You may also want to write for catalogs from specific medical schools or look for their websites on the Internet. This is a great way to get information quickly.
The pre-medical studies resource room (Life Science Building, Room 2058) has a variety of reference materials.
Make yourself a competitive applicant:
Grade point average will be calculated both cumulatively and in math/sciences courses. Both are important! A competitive GPA is over 3.50 on a four-point scale. You will need to get on track quickly, as it becomes impossible to significantly raise a cumulative GPA as you accumulate more and more credits. Also keep in mind you will be applying after your junior year; you cannot plan to "fix" any GPA problems with senior year classes, even if it is mathematically possible.
MCAT scores are critical. Most medical schools expect scores of at least nine on each of the three sections. An average overall MCAT score of 30 is a good ballpark goal.
You should plan to take the MCAT in April of your junior year, if possible. This means you must complete the required coursework prior to this time.
Preparation for the MCAT should begin your freshman year! Get the student manual from AAMC to learn about the exam and obtain appropriate extra materials and practice tests. AED gives a mock MCAT each February; take it before the real thing.
Volunteer work, job shadowing, independent studies, team-oriented activities, involvement in community or campus organizations — all of these are activities that get you around people.
Consider independent research. It is valuable — both on you application and as an exposure to other options in the sciences — and many successful applicants have been active in undergraduate research.
Take courses that help make you a "well-rounded" person, not just a science geek. Do not shy away from "difficult" courses in an attempt to bolster your GPA. Rigor of coursework is important as well.
Work on your written and oral communication skills.

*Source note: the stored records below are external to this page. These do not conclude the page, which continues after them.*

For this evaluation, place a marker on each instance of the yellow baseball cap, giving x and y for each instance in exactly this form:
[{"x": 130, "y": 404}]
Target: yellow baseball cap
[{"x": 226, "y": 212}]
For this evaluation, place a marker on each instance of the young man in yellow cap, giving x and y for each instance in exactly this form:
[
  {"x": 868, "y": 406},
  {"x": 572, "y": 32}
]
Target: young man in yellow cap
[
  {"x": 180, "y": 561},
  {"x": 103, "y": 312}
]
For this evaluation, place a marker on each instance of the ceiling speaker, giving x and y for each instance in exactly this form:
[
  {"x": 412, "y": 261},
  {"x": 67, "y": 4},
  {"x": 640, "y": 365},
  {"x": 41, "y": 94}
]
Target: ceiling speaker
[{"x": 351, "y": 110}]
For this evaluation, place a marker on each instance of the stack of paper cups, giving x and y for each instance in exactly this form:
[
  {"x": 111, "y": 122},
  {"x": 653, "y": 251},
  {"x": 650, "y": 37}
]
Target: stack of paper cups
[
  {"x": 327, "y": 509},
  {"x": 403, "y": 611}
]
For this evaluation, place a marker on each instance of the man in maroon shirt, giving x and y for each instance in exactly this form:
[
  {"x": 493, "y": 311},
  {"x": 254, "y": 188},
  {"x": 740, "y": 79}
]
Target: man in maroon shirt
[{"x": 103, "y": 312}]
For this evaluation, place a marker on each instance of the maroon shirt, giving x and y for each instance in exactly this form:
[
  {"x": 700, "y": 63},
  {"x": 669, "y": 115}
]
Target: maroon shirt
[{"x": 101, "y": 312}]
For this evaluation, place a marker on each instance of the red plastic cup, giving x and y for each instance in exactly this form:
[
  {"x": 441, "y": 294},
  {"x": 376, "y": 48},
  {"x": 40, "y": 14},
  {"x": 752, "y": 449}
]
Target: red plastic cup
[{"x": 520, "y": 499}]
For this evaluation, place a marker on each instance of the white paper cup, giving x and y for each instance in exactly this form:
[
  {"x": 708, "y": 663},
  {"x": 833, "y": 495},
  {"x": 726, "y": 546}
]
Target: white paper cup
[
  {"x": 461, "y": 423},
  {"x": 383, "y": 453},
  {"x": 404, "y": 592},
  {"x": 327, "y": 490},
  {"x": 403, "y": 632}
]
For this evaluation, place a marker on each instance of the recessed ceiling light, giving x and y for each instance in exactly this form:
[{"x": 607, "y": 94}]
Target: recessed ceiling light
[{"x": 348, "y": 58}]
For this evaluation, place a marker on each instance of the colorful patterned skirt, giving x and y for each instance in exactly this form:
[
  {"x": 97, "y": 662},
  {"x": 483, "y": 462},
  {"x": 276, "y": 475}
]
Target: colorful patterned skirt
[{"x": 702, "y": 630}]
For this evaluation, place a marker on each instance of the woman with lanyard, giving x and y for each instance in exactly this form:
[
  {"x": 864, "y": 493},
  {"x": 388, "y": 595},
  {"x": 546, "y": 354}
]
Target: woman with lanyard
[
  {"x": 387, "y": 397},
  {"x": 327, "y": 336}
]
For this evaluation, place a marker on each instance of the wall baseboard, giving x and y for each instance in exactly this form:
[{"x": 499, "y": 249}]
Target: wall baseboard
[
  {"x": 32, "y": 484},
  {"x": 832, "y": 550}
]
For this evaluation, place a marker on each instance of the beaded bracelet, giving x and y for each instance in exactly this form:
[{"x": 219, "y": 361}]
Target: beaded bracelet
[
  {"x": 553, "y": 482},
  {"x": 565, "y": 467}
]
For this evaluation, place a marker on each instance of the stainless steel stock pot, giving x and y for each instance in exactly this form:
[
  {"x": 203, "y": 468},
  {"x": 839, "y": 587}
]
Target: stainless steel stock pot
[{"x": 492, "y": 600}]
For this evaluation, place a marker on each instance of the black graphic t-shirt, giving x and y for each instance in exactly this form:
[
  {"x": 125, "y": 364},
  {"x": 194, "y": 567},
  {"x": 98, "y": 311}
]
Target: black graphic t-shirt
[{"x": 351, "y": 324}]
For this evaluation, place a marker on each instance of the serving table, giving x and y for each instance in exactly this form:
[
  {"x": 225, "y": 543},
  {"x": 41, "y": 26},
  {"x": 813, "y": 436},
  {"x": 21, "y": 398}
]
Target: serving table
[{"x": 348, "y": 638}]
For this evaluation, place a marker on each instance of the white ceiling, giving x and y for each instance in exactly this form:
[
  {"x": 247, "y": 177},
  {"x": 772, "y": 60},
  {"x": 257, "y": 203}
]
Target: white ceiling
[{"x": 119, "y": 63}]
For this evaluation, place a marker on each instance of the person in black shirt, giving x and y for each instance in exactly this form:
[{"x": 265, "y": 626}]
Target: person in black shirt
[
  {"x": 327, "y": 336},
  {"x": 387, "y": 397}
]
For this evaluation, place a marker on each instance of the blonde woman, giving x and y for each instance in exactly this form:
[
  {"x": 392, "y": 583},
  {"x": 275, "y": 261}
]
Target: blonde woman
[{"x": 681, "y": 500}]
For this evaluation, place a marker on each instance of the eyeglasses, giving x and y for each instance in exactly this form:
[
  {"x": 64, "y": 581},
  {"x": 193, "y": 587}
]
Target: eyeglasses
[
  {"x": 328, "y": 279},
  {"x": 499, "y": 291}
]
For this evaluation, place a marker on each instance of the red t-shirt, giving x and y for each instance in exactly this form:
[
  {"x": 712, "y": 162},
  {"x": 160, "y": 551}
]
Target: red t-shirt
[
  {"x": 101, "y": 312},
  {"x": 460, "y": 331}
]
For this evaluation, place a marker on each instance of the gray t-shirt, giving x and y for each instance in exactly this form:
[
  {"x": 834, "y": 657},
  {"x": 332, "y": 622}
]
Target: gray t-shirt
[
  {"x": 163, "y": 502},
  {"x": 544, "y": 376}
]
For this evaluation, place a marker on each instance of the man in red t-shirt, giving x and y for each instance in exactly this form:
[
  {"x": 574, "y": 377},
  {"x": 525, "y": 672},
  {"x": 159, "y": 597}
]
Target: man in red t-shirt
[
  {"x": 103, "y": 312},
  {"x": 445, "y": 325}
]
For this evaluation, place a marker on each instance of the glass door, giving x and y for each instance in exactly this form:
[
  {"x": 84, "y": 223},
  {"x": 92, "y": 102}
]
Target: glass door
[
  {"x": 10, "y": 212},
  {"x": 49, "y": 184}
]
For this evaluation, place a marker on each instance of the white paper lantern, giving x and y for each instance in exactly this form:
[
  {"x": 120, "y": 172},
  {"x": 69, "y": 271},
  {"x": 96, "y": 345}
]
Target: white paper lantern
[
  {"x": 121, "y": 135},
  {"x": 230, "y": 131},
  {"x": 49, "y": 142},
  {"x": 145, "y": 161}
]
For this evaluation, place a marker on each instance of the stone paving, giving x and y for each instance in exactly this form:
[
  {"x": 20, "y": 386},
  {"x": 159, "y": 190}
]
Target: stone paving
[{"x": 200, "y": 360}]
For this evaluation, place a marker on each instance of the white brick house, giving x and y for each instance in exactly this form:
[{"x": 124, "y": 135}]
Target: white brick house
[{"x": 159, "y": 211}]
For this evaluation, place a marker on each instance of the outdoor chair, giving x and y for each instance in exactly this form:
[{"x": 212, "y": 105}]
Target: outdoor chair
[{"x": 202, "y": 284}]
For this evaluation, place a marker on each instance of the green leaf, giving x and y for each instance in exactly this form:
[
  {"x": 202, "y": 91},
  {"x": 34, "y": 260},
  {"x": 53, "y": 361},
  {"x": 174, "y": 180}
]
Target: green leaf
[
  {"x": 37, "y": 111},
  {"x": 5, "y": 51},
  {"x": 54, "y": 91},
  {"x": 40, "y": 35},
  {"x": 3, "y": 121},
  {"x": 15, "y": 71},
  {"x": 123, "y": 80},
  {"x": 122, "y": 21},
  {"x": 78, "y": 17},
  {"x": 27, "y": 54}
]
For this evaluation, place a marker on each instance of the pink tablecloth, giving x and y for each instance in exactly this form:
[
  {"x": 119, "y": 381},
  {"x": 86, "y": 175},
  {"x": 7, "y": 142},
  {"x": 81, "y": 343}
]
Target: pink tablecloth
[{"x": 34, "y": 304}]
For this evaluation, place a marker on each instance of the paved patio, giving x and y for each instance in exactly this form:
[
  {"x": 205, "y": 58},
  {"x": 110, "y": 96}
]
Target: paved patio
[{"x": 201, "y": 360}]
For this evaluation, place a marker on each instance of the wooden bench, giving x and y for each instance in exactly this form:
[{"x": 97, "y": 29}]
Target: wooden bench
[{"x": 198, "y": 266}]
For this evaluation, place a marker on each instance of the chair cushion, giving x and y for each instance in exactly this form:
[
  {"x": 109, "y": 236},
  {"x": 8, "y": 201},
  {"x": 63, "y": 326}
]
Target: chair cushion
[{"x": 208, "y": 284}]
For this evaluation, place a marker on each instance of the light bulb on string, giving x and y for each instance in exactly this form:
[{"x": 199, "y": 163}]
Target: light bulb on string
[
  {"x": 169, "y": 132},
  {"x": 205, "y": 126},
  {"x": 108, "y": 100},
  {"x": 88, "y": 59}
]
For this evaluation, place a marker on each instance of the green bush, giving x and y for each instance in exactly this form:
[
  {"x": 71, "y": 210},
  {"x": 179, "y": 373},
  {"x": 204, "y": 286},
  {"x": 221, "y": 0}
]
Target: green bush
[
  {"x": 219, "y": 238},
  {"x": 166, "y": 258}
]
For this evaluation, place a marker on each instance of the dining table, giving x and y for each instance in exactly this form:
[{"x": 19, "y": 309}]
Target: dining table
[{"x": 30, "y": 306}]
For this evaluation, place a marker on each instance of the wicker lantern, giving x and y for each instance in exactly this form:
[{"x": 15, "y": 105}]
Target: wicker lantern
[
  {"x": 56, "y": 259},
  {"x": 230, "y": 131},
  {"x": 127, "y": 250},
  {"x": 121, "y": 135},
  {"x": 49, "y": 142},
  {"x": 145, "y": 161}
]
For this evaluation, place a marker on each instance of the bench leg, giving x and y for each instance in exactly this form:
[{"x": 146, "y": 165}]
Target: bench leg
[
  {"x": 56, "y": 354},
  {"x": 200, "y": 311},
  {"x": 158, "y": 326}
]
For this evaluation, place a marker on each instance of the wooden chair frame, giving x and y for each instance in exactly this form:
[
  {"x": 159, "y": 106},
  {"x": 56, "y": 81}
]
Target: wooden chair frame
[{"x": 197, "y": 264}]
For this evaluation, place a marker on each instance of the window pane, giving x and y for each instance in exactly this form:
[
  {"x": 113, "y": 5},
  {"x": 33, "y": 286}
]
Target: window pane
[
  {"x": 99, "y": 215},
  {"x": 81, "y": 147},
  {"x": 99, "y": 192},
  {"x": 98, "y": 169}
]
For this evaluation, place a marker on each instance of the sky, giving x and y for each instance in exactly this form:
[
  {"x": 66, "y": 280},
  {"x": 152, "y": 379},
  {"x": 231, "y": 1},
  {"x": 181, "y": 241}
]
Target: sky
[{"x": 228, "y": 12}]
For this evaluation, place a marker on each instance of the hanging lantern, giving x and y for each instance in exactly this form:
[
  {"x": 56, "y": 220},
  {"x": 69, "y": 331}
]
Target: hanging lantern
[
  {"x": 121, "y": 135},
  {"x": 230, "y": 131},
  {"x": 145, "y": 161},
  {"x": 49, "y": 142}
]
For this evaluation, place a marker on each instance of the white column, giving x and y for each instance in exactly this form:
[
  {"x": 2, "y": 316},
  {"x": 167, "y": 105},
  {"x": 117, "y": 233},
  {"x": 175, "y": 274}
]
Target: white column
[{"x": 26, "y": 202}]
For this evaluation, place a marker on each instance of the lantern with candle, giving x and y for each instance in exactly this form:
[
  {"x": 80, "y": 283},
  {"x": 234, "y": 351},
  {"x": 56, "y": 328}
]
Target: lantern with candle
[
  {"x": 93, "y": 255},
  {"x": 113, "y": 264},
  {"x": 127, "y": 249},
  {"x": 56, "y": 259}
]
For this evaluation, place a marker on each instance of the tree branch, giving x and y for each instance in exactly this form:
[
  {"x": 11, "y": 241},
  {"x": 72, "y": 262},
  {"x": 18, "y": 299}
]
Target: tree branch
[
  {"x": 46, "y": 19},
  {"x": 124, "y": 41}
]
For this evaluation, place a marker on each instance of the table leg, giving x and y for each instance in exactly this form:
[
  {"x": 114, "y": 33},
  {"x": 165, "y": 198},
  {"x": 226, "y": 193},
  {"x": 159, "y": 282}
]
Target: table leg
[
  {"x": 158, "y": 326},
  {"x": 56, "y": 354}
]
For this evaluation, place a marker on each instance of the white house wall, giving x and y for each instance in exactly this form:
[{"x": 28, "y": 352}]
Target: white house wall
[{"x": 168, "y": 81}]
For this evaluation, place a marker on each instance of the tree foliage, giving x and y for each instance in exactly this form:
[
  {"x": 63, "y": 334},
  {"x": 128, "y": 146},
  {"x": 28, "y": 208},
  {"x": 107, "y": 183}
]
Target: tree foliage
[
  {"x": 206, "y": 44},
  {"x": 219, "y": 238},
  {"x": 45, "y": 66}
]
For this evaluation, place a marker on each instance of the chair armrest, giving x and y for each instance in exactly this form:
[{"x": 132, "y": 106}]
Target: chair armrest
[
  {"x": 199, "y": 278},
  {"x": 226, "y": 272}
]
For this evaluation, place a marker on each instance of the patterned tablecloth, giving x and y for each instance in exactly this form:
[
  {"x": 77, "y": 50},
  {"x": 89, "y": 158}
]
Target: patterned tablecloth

Be realistic. If your grades and/or MCAT scores are below acceptable levels, you must make a decision about what you are going to do. You can either pursue a course of action that will lead to improvement or think about alternative careers, in the health professions or in a different field. Sophomores should have at least a 3.30 GPA.
Apply to medical schools early and follow the rules:
Apply early. Applications are accepted starting June 1, and you should have yours in as soon after that as possible, certainly no later than Aug. 1.
Individual medical schools then have the option of sending supplemental applications to you if they choose to do so. These must be completed and returned in a timely fashion.
Be sure that you have letters of recommendation from individual professors sent to the Pre-Medical Studies Office by the time supplemental applications are coming in to you. The pre-medical advisor will compose a composite letter to be sent to medical schools.
Provide updates about completed coursework, awards, changes of addresses, etc.
If you are invited for an interview, think about possible questions for the schools as well as questions they might ask you.
Conduct yourself professionally in all your interactions with application services and schools.